A Knife, a Fork, a Bottle, and a Cork by Sean C Hayden is a post-apocalyptic novella packed with enough dystopian elements to fill a full-length novel. Though the ending may not be as climactic as we are set up for and the story bounces around a bit, what makes this dark tale stand out is the author’s ability to present such realistic characters in this unsettling stage where humanity sits on the brink of self-destruction.
From the first page, readers will be thrust into a world where many lost cities lie dormant in the watery depths below and what’s left of humanity fights for the remaining crests of land, sometimes the most twisted minds become the most powerful. That thin line between ethics and the desire to preserve humankind becomes blurred as each character is introduced and we learn that the future may not be so bright.

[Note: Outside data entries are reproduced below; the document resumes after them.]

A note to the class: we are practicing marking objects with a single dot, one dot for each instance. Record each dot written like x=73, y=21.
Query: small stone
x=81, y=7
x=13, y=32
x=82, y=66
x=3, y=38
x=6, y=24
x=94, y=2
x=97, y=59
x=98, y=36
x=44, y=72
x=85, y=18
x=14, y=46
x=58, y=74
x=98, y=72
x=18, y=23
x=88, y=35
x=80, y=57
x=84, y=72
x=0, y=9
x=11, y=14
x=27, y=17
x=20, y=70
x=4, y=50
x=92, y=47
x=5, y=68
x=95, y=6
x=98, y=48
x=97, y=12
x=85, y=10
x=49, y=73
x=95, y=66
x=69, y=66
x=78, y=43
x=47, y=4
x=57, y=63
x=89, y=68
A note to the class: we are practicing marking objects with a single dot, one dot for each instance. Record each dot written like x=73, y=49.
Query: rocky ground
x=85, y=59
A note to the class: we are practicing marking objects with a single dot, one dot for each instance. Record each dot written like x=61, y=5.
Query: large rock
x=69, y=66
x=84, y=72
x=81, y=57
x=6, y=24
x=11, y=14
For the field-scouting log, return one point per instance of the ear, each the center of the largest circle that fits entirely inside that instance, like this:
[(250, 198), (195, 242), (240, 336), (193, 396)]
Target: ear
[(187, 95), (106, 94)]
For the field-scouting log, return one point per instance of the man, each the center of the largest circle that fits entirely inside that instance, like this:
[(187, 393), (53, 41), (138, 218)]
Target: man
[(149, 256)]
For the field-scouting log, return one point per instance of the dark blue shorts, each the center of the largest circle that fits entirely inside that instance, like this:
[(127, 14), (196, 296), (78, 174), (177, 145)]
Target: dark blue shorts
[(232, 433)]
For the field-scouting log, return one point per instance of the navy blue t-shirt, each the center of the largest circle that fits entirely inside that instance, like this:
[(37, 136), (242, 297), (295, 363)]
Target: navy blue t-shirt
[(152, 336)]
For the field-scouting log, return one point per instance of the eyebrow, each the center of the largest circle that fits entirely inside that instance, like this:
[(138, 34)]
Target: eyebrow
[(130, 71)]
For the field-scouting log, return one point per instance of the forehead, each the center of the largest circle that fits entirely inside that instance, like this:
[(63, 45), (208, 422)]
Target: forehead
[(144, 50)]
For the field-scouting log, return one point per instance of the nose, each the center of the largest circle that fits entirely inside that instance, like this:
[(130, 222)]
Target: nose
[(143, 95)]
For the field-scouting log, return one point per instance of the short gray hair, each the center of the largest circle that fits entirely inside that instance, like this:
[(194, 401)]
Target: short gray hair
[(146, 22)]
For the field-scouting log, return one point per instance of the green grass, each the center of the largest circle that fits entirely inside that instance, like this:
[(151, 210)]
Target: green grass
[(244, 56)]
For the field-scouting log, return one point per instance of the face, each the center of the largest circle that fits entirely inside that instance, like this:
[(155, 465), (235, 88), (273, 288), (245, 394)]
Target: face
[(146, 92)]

This short story is likened to the 1967 novel Logan’s Run written by William F. Nolan and George Clayton Johnson (and 1976 film of the same name directed by Michael Anderson) where an over populated society is governed by the ideal that it is noble to end one’s life at a certain age to make room for the younger people. In this case, the End Day comes at the ripe old age of forty. And in a similar rebellious epiphany, we follow along with our heroes as they struggle to reclaim the right to live.
The twisted mind behind this plan is Commander Martin. Petite in stature, but monstrous in power, the anticipation of meeting this imposing figure builds throughout the story. The most telling (and clever) use of foreshadowing by the author hinting at Martin’s horrific leadership is the poetic verses that introduces each chapter.
Chapter Two begins with:
Martin is my shepherd, I shall not want
He lays me down in green pastures
He leads me beside still waters
He restores my soul
Yea though I walk through the valley of the shadow of death,
I shall fear no evil, for Martin is with me
His rod and his rifle, they comfort me
With such ominous tones luring readers along, the anticipation of meting Martin is what makes the journey worthwhile. Not surprising, these little snippets help the reader visualize a world where a man purposefully confuses popular nursery rhymes and noted biblical references with himself.
In all, this was a fun, quick read. Though the climactic confrontation does not live up to the hype built up throughout the story, A Knife, a Fork, a Bottle, and a Cork by Sean C Hayden does have a satisfying conclusion with just enough lingering questions to open the door for more adventures.